Good Morning Gentle Readers
I am a flawed, weak, person, a person with a bad temper a less than generous heart and all of the human failings that we all have but that being said I am working on that. As a Catholic and as a Christian we are all called to holiness, we are not perfect but we are a people walking on a road, it might be a long road but we are walking on it, and we are not alone in this journey. As well we are blessed; instead of walking blindly on this journey we were given a really good map. We are all God’s chosen people, all chosen to be with him, all chosen to be like him.

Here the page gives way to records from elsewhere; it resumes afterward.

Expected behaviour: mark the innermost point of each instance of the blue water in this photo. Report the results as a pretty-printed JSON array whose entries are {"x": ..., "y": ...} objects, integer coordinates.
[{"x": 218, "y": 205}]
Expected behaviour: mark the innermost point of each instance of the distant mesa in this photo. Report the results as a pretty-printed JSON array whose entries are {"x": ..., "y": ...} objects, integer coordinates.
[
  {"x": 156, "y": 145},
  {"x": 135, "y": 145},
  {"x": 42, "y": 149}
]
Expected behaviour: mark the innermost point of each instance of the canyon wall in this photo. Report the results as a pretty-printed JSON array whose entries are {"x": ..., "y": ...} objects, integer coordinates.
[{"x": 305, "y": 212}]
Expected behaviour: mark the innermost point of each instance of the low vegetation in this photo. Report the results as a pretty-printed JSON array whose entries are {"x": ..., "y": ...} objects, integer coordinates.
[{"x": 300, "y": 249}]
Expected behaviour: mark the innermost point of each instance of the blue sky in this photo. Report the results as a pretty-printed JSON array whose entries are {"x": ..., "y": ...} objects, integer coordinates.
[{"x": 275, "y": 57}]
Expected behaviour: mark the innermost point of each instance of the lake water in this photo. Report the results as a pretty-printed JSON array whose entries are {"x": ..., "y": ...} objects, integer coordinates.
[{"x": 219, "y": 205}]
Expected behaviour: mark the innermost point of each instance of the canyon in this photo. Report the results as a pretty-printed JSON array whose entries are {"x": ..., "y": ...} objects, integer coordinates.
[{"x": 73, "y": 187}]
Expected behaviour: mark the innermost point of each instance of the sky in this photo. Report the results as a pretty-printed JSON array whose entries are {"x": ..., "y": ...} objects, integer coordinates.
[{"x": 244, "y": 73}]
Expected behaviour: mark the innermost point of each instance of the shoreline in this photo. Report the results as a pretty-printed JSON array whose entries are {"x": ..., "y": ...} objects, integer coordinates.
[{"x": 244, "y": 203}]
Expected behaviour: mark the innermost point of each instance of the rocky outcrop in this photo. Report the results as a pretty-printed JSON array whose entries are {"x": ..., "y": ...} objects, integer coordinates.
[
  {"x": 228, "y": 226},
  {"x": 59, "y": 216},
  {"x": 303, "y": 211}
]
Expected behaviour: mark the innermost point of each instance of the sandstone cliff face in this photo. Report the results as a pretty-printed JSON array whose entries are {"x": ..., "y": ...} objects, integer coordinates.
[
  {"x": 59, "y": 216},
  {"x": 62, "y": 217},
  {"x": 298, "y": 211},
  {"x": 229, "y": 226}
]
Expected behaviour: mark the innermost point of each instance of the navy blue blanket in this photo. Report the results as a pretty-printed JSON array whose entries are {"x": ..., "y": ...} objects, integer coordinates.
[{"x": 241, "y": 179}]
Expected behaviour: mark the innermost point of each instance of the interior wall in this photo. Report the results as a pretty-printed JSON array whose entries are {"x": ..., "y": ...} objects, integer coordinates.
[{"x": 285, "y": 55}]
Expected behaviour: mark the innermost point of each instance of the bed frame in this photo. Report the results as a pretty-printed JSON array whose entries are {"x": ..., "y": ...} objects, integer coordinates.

Today’s readings explain the basis of Jewish and Christian morality, the holiness of the loving, merciful and compassionate One God. God’s chosen people were, and are, expected to be holy people sharing in God’s holiness by embodying His love, mercy and forgiveness. Hence, the first reading, taken from the book of Leviticus, gives the holiness code: “Be holy, for I the Lord, your God, am holy.” It also gives us the way to share God’s holiness: “Love your neighbor as yourself.”
The Responsorial Psalm (Ps 103) challenges us to be like our God – kind, merciful and forgiving. In the second reading St. Paul gives us an additional reason to be holy. We are to keep our bodies holy because we are the temples of the Holy Spirit, and the Holy Spirit lives in us. In the Gospel passages taken from the Sermon on the Mount, Jesus condemns even the mild form of the “Law of the Talion, ( an Eye for an Eye),” the Babylonian tribal law of restricted retaliation which Moses passed on to Israel. In its place, Jesus gives his new law of love, grace, forgiveness, reconciliation and no retaliation. For Jesus, retaliation, or even limited vengeance, has no place in the Christian life, even though graceful acceptance of an offense requires great strength, discipline of character as well as strengthening by God’s grace. The second part of today’s Gospel passage is the central part of the Sermon on the Mount. It presents the Christian ethic of personal relationships: love one’s neighbors and forgive one’s enemies. It tells us that what makes Christians different is the grace with which they treat others with loving kindness and mercy, even if they don’t deserve it. We are commanded to love our enemies as Jesus loves us, with agápe love, not because our enemies deserve our love, but because Jesus loves them so much that he died for them as He did for us.